NeurIPS 2019 is the 33rd annual conference on Neural Information Processing Systems. Once again the recordings are online, and here are a few that caught my eye.
I’ve linked to the individual videos below, along with my notes, but in summary:
- Machine Learning for Computational Biology and Health is a wide-raging tour of ML in those domains.
- From System 1 Deep Learning to System 2 Deep Learning outlines a road-map to deep-learning addressing symbolic (conscious) reasoning.
- Representation Learning and Fairness, a modular framework for algorithmic fairness.
Machine Learning for Computational Biology and Health (Anna Goldenberg, Barbara Engelhardt)
A two-hour firehose tutorial on the application of ML in biology (research) and clinical settings.
It’s great to get a run-down on the challenges (large feature sets, small sample size; missing data is not random, to name two) and a tour of applications. And it’s an extensive tour: genetics, epigenetics, transcriptomics, proteomics, microbiome (briefly).
The second half focuses more on clinic data: patient modelling, predicting (for example) heart attack, problems and lessons from working with clinicians). This quote was great, as a reminder that nicely cleaned-up data isn’t going to cut it in the clinic:
“This is actually a must. If you’re working in a clinical context, irregularly sampled data is the only kind of data you will get. Irregular sampled with messiness. There is no way around that.” (1:27:25)
Papers and need to chase down:
- Evaluation of Deep Learning Strategies for Nucleus Segmentation in Fluorescence Images
- Why most discovered true associations are inflated
- ChromHMM: automating chromatin state discovery and characterization
- SAIL: Symposium on Artificial Intelligence for Learning Health Systems
- ACM CHIL: ACM Conference on Health, Inference, and Learning
- ML4HC: Machine Learning for Healthcare
- ProbGen: Probabilistic Modeling in Genomics Conference
- Fair ML for health
Watch the recording.
From System 1 Deep Learning to System 2 Deep Learning (Yoshua Bengio)
It’s been a long time since I heard anyone talking about how symbolic processing fits into neural-style computation. There’s been a lot going on in this area, but the last time I touched on this seriously was back in 1990s with Pollack’s Recursive Distributed Representations work.
The talk is outlining a series of challenges, and a way through them, for deep learning to move to system 2 cognition. In particular, it’s not a matter of getting more data and building bigger models. Instead, it’s looking at variables and trying to capture higher-level causation (beyond what you can find in pixel-level data).
Interestingly, Bengio isn’t looking a bolting symbolic systems on-top of networks. He wants to implement symbolic processing in a neural architecture.
Papers for me to follow-up on:
- Bengio (2017) The Consciousness Prior
- Bengio, Bengio & Cloutier (1991) Learning a synaptic learning rule
- Ortega et al. (2019) Meta-learning of Sequential Strategies
- Bengio et al. (2019) A Meta-Transfer Objective for Learning to Disentangle Causal Mechanisms
Here’s the recording.
Representation Learning and Fairness (Sanmi Koyejo)
The focus here is on separating fairness from the machine learning model. The fairness parts (data regulator, data producer) are before the model, so that the model can ignore fairness. It’s a fascinating idea explored in this two hour tutorial.
It is not magic: you have to define fairness as a “data regular”. One example given was individual fairness, where similar inputs (according to some metric you define) should produce similar outputs.

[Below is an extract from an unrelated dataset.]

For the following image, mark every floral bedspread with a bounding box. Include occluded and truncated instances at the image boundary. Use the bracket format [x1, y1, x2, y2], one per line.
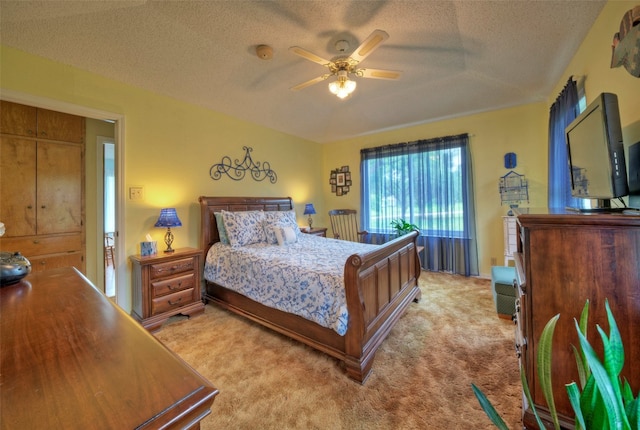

With a way to measure fairness, the “data producer” can then transform data sets to learn a “fair” representation. This is the point where the “representation learning” of the title comes into things. Representation learning is one way to compute a data summary. That means going from a high dimensional representation to a lower one (like PCA). What’s supposed to happen is points that should be treated similarly are moved to be closer together in the representation space. Learning this transformation is the job of the “data producer”.
The “data user” learns a model to perform some task (credit rating, for example) using the sanitised data from the data producer. You’ll want to audit the data user (e.g., the predictions made) to check they are fair as defined by the data regulator.
It appears the trick here is trading-off fairness and performance.
- McNamara, Ong and Williamson (2019) Costs and Benefits of Fair Representation Learning PDF
- Hiranandani et al. (2019) Multiclass Performance Metric Elicitation
- Weinberger and Saul (2009) Distance Metric Learning for Large Margin Nearest Neighbor Classification
- Zemel et al. (2013) Learning Fair Representations PDF
- Louizos et al. (2016) The Variational Fair Autoencoder
- Song et al. (2018) Learning Controllable Fair Representations
- Creager et al. (2019) Flexibly Fair Representation Learning by Disentanglement
- Locatello et al. (2019) On the Fairness of Disentangled Representations
This is an entire area I didn’t realise was so far advanced. Go watch the tutorial if you’re interested. It’s really well done.
There’s much more
There are over 250 presentations online already. Topics cover technical aspects of ML, but there are also many domain specific talks: climate change, creativity and design, and what seems to me as a lot of health and biology content.